The person preaching in the subway station said so. Not to me in particular, but to everyone who woke up in the morning and brushed their teeth and washed themselves and went to work. This happened at one in the afternoon, so the amount of warriors passing the preacher may not have been as numerous as it would have been between eight and nine, but I for one was awake before noon and relatively clean and heading to work to fight the good fight of paying for part of my rent once the paychecks are finally processed some time in the future. Hopefully next week before rent is due. If it doesn't, and I was a different sort of person , I would have to resort to warlike activities to pay the landlord.

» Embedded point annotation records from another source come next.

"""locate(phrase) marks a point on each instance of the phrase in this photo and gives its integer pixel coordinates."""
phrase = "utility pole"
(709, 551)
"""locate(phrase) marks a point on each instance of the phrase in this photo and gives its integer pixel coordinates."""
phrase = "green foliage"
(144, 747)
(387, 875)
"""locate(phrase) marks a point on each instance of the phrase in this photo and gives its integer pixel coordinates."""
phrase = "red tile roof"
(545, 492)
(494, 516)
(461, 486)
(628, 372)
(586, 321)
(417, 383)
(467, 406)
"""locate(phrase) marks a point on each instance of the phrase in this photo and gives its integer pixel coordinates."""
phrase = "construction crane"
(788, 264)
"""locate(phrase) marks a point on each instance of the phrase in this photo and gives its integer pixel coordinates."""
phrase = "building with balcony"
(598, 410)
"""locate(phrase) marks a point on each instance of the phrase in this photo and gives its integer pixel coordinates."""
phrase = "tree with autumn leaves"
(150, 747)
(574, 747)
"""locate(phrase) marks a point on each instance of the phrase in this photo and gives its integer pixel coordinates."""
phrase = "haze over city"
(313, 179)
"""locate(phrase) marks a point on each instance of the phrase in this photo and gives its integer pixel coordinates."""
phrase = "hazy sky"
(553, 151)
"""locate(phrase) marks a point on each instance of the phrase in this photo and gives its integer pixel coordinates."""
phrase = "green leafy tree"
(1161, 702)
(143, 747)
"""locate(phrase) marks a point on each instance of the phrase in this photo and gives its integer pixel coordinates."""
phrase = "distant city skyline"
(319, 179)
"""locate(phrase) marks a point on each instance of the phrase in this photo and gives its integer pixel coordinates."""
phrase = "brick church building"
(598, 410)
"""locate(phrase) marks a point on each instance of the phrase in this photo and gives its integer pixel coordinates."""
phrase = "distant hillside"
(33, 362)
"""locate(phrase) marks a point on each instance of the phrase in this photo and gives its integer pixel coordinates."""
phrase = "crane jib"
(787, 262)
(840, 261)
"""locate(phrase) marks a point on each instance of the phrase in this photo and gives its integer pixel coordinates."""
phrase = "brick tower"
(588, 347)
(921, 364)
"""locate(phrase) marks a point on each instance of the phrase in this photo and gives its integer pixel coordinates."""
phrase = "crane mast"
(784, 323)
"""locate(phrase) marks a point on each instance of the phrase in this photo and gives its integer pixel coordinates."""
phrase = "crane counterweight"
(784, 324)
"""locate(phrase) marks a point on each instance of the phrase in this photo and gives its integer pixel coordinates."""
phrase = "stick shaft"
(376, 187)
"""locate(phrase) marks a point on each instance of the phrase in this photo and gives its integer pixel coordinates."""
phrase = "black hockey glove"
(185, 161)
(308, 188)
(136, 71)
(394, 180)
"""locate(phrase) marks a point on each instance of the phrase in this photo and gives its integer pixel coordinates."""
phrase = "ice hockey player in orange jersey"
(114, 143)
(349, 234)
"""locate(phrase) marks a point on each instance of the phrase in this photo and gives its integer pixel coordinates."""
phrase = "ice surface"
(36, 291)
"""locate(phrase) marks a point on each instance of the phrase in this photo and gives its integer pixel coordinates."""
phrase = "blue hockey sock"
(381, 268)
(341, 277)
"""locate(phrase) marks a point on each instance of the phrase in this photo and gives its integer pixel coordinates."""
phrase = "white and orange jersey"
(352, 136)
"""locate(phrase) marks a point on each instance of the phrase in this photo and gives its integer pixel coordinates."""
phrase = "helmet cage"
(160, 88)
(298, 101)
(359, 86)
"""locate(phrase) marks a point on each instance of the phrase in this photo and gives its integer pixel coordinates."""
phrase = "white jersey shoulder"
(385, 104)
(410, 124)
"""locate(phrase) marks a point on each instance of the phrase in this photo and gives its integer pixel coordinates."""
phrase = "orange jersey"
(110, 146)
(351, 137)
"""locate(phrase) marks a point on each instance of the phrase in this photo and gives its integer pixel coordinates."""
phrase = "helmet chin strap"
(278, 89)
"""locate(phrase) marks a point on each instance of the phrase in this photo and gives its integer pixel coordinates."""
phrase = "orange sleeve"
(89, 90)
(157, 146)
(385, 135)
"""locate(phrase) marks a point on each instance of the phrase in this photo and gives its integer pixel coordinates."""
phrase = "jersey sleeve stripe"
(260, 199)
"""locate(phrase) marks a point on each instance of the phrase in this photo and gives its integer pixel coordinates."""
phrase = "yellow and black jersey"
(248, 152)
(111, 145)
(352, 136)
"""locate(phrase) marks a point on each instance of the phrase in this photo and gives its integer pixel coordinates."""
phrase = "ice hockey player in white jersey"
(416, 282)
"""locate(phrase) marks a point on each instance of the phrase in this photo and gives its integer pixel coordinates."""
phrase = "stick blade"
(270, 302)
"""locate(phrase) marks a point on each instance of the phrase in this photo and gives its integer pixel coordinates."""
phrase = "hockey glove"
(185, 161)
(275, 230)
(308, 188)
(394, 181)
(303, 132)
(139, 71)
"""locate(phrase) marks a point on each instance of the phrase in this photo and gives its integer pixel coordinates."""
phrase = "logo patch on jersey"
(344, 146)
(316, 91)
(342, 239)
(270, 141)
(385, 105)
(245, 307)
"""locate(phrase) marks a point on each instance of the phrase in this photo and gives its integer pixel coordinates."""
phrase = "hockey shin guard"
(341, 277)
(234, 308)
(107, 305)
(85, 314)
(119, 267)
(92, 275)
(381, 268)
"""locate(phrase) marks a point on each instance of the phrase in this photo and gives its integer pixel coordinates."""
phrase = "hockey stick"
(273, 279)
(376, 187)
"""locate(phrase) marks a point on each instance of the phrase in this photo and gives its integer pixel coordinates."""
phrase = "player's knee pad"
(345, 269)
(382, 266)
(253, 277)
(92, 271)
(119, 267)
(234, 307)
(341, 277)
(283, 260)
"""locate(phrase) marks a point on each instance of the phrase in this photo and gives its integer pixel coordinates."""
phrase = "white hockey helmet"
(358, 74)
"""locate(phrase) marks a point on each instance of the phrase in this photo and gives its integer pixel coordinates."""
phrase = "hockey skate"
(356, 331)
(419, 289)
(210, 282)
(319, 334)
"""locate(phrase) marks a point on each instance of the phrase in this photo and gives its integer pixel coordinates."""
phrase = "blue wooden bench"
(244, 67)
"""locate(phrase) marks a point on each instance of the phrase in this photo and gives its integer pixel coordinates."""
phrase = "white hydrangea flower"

Robbery is a warlike activity. The main difference that in one case the decision is made by people with legal authority within the political structure that they inhabit and one is not. And one is done on a much greater scale than the other. The purpose of war is usually to take something from one group of people so that someone else, usually the taker, can have it. The character of Robin Hood may have had good intentions, but he was still a robber. If Sherwood Forest was a country, then Little John would have been a war hero. War is government-sanctioned robbery in which the intended victim fights back, and if I intended to make someone a victim that person would fights back and win because I'm not that kind of warrior. A career blue common criminal is a warrior because they ignore risks on a regular basis to do what they think they should be doing. Is being a warrior necessarily a good thing?

Last night I played a game of poker on facebook. I came in fourth and lost 5000 points which has a monetary worth of nothing, but that's not why I'm mentioning it. There were several people of Arab descent living in Western countries playing in the game, and two of them were siblings. Brother and sister. One of the other players made a relatively innocuous comment about the sister's facebook picture, and the brother got mad about it. Really mad. And the original commenter certainly could have used more tact, but the dialogue got disturbingly violent. There were threats (probably, hopefully empty) of finding the person who made the comment about the sister and blowing up his family all over some comments that were deemed offensive. Because that's what warriors do. Not make threats, but act on them.

I think the world could use a lot less warrying and a little more worrying, but it shouldn't be dominated by either.